Conversamos con Eduardo Monge, fundador de HEMP, sobre el camino que lo llevó a incursionar en la industria del cannabis tras una experiencia personal que marcó su vida. En esta entrevista comparte cómo nació su proyecto enfocado en la ciencia y el bienestar, los retos de desarrollar productos en una industria emergente y la visión que impulsa el crecimiento de su laboratorio en Ecuador y la región.
Cuéntanos brevemente quién eres y cómo empezó tu camino profesional:
Soy Eduardo Monge, un hombre afortunado, padre de un maravilloso hijo de 16 años, Bruno.

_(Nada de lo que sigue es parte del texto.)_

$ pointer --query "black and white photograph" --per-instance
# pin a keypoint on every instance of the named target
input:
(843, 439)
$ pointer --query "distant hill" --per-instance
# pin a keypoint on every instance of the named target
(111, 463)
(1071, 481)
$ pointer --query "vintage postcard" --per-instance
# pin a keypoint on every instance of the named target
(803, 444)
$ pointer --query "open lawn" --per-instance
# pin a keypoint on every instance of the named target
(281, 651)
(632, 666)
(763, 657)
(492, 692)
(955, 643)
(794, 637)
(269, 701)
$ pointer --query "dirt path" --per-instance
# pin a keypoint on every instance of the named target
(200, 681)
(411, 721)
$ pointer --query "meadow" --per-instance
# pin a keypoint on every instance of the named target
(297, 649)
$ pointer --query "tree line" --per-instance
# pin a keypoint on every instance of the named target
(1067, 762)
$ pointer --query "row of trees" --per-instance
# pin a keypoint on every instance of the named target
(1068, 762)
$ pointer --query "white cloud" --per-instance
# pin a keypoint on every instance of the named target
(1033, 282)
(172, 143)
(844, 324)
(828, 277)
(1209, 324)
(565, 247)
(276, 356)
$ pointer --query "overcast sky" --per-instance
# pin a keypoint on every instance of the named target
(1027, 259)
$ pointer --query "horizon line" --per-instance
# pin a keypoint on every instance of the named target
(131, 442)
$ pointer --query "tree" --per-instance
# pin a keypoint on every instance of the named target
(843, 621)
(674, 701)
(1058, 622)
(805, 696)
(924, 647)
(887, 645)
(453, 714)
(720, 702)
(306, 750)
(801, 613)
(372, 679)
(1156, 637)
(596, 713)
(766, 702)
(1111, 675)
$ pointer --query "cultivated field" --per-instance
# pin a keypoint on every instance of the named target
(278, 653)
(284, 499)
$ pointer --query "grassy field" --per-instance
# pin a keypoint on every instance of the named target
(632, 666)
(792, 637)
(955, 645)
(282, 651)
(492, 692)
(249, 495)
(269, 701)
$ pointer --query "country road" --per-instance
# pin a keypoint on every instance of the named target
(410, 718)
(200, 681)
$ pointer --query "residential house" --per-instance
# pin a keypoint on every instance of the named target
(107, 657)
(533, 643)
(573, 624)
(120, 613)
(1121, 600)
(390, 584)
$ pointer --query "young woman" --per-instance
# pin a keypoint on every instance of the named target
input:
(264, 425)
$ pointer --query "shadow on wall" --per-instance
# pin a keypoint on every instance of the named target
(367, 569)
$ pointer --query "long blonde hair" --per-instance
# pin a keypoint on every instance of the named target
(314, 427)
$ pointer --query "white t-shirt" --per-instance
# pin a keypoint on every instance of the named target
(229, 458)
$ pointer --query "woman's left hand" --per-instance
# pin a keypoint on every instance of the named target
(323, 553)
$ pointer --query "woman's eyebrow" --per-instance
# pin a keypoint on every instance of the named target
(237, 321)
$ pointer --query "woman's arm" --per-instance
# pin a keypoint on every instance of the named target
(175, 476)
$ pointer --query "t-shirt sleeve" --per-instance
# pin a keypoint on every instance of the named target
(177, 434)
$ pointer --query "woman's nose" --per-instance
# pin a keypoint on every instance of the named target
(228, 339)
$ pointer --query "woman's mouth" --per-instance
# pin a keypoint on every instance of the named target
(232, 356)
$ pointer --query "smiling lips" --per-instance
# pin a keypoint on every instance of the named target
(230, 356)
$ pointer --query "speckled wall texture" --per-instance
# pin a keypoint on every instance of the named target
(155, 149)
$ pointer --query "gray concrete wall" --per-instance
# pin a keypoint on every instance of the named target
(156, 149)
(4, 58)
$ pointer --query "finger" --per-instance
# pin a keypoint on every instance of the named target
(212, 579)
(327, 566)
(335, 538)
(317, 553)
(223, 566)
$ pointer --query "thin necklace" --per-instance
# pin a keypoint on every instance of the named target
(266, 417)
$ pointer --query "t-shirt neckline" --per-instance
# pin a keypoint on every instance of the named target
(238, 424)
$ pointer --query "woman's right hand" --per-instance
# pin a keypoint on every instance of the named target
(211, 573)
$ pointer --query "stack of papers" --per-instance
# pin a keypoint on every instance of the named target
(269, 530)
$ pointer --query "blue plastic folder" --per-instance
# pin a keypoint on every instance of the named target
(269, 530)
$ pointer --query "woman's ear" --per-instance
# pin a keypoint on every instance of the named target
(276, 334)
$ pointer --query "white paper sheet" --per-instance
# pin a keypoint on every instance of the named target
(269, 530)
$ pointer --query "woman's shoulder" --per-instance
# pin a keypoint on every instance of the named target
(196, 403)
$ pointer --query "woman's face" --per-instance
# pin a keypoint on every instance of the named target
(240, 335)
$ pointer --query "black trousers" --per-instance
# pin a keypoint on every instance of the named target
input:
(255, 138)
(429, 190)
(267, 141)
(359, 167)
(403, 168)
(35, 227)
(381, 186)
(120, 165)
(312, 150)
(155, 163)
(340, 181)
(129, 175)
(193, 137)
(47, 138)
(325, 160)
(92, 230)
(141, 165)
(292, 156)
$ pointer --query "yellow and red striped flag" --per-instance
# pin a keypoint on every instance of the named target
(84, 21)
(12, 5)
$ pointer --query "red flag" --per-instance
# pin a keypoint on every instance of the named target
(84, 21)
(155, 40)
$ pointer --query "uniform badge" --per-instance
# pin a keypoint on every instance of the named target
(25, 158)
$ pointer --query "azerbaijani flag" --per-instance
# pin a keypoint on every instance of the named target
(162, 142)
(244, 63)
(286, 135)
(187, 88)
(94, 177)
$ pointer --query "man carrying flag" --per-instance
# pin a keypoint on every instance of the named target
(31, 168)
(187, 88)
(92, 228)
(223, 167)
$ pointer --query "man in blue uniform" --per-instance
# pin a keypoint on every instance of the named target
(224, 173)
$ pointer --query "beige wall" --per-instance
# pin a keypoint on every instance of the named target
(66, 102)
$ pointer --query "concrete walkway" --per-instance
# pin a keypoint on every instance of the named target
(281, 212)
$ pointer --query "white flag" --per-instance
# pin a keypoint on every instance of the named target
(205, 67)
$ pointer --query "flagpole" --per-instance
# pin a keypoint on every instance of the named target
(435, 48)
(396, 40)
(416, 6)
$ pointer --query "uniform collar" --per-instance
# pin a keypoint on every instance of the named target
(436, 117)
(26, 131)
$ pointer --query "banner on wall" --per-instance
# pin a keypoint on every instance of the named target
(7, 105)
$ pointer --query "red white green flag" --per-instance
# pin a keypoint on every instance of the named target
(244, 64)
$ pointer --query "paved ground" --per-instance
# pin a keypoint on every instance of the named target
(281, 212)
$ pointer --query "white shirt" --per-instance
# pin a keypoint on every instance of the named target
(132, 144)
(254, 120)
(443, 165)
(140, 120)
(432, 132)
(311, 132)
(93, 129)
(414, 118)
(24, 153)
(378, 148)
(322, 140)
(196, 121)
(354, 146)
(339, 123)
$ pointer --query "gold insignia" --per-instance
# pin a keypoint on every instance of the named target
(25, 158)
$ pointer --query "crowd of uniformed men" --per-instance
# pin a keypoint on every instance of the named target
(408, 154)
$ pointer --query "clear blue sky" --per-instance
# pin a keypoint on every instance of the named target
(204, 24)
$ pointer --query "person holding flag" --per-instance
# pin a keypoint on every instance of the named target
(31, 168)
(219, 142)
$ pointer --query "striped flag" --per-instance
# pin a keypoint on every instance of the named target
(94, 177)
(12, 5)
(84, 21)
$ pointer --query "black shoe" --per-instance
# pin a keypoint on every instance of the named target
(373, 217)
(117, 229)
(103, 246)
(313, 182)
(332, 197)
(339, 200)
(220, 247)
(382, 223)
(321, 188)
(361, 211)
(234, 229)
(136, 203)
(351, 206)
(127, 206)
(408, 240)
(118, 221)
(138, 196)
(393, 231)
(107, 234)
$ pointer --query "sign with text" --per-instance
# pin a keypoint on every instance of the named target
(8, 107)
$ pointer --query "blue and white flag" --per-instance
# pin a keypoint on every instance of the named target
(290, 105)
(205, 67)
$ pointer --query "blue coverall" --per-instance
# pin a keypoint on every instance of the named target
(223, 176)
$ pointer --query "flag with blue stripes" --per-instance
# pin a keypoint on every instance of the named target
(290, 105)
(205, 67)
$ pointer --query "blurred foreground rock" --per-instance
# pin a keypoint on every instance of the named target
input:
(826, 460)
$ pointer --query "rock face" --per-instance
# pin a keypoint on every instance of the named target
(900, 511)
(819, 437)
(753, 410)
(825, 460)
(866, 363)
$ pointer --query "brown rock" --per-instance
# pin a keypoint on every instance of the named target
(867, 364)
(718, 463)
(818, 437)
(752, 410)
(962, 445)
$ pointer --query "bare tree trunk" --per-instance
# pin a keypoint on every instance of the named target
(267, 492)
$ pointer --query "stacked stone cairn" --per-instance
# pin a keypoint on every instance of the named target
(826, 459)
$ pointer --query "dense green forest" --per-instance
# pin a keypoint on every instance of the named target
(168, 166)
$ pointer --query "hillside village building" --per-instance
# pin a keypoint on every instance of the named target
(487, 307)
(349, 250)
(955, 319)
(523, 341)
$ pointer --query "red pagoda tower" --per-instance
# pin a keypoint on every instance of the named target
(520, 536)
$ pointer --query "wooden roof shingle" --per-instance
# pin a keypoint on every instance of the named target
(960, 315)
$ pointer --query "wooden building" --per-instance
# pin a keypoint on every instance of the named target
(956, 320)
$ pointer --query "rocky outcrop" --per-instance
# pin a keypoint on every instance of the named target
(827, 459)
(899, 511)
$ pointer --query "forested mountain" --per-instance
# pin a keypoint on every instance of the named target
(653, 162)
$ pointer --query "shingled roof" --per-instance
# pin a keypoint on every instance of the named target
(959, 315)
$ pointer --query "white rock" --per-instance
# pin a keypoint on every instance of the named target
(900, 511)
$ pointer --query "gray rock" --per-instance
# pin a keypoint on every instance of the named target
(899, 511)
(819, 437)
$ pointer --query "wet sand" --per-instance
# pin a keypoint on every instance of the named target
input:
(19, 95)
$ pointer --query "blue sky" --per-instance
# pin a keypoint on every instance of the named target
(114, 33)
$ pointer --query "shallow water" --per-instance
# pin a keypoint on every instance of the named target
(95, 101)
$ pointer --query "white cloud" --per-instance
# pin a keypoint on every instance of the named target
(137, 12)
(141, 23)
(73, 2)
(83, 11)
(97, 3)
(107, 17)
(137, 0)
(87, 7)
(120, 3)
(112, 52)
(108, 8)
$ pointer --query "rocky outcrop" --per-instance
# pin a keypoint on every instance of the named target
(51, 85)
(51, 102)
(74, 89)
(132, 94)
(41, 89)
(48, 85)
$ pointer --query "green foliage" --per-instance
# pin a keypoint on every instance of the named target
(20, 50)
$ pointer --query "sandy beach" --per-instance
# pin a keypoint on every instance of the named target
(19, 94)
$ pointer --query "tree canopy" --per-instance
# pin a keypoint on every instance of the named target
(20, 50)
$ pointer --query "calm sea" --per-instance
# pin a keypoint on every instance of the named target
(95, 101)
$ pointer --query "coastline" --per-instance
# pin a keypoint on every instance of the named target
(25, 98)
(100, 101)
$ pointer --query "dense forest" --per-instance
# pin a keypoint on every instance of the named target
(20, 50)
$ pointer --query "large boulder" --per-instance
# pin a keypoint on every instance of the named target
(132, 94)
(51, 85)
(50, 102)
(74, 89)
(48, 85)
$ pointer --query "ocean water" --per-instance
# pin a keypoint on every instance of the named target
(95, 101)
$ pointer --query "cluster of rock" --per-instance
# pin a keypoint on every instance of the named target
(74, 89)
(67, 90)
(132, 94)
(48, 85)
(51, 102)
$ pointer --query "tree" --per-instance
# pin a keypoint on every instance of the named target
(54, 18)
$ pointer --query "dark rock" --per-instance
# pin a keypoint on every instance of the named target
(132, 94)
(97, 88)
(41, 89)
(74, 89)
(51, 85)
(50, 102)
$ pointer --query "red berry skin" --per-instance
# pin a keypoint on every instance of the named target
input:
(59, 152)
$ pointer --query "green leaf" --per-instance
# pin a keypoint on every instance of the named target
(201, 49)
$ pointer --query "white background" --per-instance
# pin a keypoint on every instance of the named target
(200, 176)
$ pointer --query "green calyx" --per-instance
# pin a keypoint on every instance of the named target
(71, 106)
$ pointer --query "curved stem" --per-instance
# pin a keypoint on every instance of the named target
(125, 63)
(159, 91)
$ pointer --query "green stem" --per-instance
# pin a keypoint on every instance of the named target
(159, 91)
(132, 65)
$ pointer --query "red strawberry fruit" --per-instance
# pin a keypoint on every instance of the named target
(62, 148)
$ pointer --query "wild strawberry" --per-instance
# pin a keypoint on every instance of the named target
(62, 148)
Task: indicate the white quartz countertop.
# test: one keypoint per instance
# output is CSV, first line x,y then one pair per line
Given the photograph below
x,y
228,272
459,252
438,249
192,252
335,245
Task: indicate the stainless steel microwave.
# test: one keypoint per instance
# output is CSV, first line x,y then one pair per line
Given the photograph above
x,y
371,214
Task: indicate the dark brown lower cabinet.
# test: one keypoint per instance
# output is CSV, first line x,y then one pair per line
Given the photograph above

Emprendedor desde hace algunos años atrás, fundador del primer laboratorio y dispensario de cannabis del Ecuador, HEMP ECUADOR LABS. Me vinculo a la industria del Cannabis tras un tema familiar durante el cual un producto de esta maravillosa planta, salvó la vida de mi madre quien había sufrido un grave accidente a sus 72 años de edad.
Con una formación universitaria y de maestrías enfocadas principalmente en el marketing, publicidad y administración de empresas, decido incursionar en una nueva profesión enfocada en la ciencia del cannabis, denominada endocannabinología y otra más enfocada en el desarrollo de fórmulas magistrales ultra funcionales para crear lo que hoy se reconoce como el laboratorio de cannabis con los mejores productos de Latinoamérica.
¡Una encantadora odisea!
¿Qué hace diferente a tu negocio frente a otras opciones de su sector?
Nuestro enfoque en el bienestar a través de la ciencia, la innovación y la pasión nos han permitido ser una empresa reconocida nacional e internacionalmente.
¿Cuál ha sido uno de los principales retos que has enfrentado y qué aprendiste de esa experiencia?
Probablemente la falta de conocimiento de nuestras autoridades, lo cual es absolutamente normal en una industria novel y abrumadoramente amplia como la del cannabis.
¿Qué papel ha jugado el equipo en la construcción y crecimiento del proyecto?
Diría que mi equipo, el cual ha ido creciendo y evolucionando significativamente a lo largo de estos años, es el alma y corazón del proyecto, sin ellos nada de lo que hacemos sería posible, y pese a sonar trillado, es una realidad que se debe mencionar cuando la experimentas en carne propia.
¿En qué momento se encuentra hoy la empresa y hacia dónde quiere avanzar en los próximos años?
Hemp se encuentra en una etapa, haciendo una analogía, de niño finalizando su escuela, con un increíble futuro, pero aún incierto en su totalidad.
Para quienes quieren ponerse un negocio y construir un camino similar, ¿qué consejo les darías?
El único que me atrevo a mencionar ya que es el que he aplicado en mi vida… resumido en 2 palabras: “Constancia y disciplina”.